Neck Flashcards
Discuss clinical assessment of lumps
Discuss Mx of lumps
depends on location and suspected Dx
Investigations
- Imaging → USS, XR, CT, MRI
- Cytology/histology → FNA, core biopsy, excisional biopsy, aspiration
- Functional tests → thyroid function, radionucleotide scans
Treatment→ topical therapies, surgery (excisions, radical), anti-neoplastic medications
Referralif suspected malignancy +/- multiple lumps
Congenital neck masses
Branchial cleft cysts → arise through pharyngeal clefts, type II most common, occur at anterior border of SCM
Thyroglossal duct cysts → duct forms at base of tongue and goes to thyroid so cyst may occur anywhere along, midline mass, rise on swallow (joined to back of tongue; do USS/CT +/- FNA)
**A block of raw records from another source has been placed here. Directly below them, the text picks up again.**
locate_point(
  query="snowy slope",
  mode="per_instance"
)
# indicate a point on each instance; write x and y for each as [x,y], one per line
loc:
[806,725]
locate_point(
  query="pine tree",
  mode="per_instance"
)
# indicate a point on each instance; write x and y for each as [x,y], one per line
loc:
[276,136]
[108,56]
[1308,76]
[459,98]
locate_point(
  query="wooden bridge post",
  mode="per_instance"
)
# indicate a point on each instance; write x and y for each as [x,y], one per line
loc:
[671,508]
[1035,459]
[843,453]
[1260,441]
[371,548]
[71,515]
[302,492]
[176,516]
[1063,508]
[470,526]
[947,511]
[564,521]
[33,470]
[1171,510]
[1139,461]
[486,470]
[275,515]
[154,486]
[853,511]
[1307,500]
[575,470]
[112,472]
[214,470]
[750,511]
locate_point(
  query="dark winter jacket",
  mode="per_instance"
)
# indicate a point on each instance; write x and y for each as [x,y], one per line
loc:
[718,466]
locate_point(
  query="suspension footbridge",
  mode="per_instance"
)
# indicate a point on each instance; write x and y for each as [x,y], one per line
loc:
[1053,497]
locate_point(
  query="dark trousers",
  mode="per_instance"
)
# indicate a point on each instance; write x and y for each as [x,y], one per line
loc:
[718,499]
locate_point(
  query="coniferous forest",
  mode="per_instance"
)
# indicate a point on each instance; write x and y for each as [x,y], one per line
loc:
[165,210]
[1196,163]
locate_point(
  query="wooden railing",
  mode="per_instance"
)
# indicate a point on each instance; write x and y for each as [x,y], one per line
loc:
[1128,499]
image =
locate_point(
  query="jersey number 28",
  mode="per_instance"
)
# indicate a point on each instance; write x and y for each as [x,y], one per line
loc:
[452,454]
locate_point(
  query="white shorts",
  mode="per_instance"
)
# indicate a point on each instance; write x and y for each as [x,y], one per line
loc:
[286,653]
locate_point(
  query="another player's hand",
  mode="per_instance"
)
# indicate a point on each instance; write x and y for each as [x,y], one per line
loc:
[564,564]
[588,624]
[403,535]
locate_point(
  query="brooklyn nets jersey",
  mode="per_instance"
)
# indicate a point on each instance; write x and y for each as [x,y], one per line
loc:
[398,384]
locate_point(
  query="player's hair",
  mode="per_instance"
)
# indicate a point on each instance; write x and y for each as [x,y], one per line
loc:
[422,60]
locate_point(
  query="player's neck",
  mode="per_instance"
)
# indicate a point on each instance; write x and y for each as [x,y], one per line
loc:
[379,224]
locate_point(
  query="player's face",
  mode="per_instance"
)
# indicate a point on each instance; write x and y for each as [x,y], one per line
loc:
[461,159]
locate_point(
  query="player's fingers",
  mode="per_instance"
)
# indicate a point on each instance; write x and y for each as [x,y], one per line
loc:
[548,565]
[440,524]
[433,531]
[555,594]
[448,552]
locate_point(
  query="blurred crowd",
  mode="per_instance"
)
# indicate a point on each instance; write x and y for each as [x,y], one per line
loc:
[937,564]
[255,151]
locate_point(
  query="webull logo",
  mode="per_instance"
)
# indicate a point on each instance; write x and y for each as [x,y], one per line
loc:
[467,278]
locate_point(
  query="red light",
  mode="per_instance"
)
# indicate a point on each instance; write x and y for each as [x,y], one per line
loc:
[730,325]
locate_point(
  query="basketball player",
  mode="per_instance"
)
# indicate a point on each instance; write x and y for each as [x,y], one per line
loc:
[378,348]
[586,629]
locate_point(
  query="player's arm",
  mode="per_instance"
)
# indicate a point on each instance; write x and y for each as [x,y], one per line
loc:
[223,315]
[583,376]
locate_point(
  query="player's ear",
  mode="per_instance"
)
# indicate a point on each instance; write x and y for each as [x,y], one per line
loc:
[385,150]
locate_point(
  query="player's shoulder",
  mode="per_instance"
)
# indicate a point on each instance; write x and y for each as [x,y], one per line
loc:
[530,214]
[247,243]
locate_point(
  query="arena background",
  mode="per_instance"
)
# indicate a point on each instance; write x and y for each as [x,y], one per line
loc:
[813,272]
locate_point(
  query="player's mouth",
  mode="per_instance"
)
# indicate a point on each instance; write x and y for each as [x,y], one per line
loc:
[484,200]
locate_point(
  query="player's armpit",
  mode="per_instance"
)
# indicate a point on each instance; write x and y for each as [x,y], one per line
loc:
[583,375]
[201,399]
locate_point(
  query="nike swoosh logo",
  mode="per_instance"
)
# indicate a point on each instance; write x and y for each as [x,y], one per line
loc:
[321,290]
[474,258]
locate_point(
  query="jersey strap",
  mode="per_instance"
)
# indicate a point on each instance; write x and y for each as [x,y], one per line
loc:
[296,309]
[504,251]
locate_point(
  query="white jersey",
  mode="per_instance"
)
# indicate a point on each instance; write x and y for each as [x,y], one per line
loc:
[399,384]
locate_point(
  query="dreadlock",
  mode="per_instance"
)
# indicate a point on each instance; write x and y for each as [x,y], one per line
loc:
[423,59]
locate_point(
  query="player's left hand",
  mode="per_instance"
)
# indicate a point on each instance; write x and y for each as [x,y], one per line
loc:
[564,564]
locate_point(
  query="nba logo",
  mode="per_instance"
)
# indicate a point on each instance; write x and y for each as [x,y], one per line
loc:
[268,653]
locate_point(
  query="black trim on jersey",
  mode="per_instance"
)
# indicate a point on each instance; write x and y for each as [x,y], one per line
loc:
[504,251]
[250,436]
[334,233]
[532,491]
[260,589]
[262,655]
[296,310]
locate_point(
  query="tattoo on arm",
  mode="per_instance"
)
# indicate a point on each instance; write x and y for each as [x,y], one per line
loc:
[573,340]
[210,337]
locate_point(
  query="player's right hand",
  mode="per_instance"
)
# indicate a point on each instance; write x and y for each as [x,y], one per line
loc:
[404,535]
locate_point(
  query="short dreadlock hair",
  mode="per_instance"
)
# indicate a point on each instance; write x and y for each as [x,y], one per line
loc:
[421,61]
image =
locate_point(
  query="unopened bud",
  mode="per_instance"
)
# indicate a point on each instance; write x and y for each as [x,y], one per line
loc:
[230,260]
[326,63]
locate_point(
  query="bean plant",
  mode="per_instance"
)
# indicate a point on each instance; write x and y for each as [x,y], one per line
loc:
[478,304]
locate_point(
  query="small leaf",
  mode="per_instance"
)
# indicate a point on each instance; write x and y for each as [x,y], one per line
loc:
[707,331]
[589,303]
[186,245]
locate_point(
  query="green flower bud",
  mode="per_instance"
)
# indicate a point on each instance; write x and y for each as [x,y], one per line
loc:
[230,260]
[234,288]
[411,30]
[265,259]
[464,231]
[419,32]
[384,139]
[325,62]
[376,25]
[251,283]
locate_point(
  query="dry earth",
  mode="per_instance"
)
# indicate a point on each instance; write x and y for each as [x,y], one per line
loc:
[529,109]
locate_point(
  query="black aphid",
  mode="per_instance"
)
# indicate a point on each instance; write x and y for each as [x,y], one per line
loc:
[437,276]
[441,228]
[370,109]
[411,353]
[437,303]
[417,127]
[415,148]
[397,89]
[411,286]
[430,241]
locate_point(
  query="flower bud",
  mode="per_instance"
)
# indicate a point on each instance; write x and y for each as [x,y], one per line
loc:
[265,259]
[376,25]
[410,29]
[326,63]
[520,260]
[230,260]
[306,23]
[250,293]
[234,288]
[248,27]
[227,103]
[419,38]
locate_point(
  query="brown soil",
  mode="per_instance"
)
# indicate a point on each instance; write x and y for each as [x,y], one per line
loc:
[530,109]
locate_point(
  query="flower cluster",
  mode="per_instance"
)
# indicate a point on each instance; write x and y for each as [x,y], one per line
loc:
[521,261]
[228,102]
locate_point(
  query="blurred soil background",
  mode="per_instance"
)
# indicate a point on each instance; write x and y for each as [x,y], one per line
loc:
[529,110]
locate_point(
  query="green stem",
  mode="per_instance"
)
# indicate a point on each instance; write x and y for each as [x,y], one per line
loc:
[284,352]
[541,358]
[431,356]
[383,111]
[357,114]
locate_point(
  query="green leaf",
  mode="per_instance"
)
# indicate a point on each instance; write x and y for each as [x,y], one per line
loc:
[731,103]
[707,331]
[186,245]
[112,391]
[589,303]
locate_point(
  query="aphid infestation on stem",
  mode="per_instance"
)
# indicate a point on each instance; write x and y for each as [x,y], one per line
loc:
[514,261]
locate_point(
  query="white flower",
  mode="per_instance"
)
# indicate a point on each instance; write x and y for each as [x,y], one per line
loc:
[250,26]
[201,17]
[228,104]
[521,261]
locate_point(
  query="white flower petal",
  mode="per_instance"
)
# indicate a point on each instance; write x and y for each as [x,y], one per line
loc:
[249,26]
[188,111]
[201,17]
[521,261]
Dermoid cysts → occur in neck and scalp, midline, non-tender, mobile
Hemangiomas → vascular lesions occurring in trunk, head and neck, red or blue vascular mass, soft and compressible, tend to resolve in early life
Lymphangiomas → arises from lymphatic system, soft, compressible, transilluminates
Acquired neck masses
Inflammatory/Infectious → cervical lymphadenopathy
- Viral → EBV, HIV
- Bacterial → Staph aureus, Group A or B Strep
- Granulomatous → TB, atypical mycobacteria, sarcoidosis
- Fungal → Candida, histoplasma, aspergillus
- Kawasaki disease, autoimmune processes
Neoplastic
- metastasing to LN in neck: oral cavity, tongue, nasopharynx, oropharynx, laryngophrynx, cutaneous (SCC, melanoma)
- thyroid nodules (adenoma or malignant), lymphoma, salivary neoplasms, lipomas, paragangliomas/glomus tumour (carotid body tumours)
Aetiology of acute cervical lymphadenopathy in children
Acute (< 2 weeks)
Reactive cervical LNs: small, uni/bilateral, non or mildly tender with URTI –> expectant Mx and resolution when viral Sx resolve
Acute bacterial lymphadenitis: large, tender, unilateral, firm, fluctuant, erythematous/overlying cellulitis, restricted ROM, febrile
- MC = staph aureus, GAS, GBS (neonates), anaerobes (dental source)
- Sources = scalp/anterolateral neck/dental/deep soft tissue infection e.g,, retropharyngeal abscess
Kawasaki disease
Aetiology of subacute/persistent cervical lymphadenopathy in children
Persistent/subacute (2-6 weeks)
EBV, CMV, rubella, HIV (hepatosplenomegaly, generalised)
Toxoplasmosis gondii (generalised)
Bartonella henselae (cat scratch disease; axillary)
Non-TB mycobacteria (violaceous) or mycoplasma TB
SLE/JIA (generalised)
Malignancy (leukaemia/lymphoma)
Hx taking for cervical lymphadenopathy in children
- Site, onset, growth, changes, skin changes, pain/discharge, ROM
- Viral URTI Sx, fever, systemic features (weight loss, night sweats, easy bruising, joint pain), trismus, muffled voice, other Sx of serious deep soft tissue infection
- Lymphadenopathy elsewhere
- OS travel, immunisations, animals/cats
- Treatment, antibiotic response
Ex for cervical lymphadenopathy in children
- General inspection and vitals
- Site, size, skin changes, oedema, consistency, tenderness, discharge, firm/fluctuant/fixed/matted etc, temperature, mobility
- ROM
- Source of infection?
- Lymphadenopathy elsewhere
- Hepatosplenomegaly
- Ex guided by Hx
Ix for acute cervical lymphadenopathy in children
- Usually none
- Consider if child is immunocompromised, systemically unwell, or there is suspicion of underlying infection
- If systemically unwell FBC, CRP, blood culture
- If abscess suspected USS before I&D and then MC&S on drained fluid
Ix for persistent cervical lymphadenopathy in children
FBC, blood film, LFTs, CRP, ESR, LDH
Tailor to suspicion
- HIV, EBV, CMV, Bartonella, toxoplasmosis, quanteferon gold
- CXR if malignancy suspected
- USS
- Excisional biopsy
Tx of cervical lymphadenopathy in children
Reactive usually do not need treatment
Acute bacterial lymphadenitis
- PO cephalexin 33mg/kg TDS 7 days and review after 48 hours
- If unwell or not responding to PO Abx: 50mg/kg IV flucloxacillin 6 hourly
- Fluctuant nodes not responding to Abx may need I&D (MC&S on drained fluid)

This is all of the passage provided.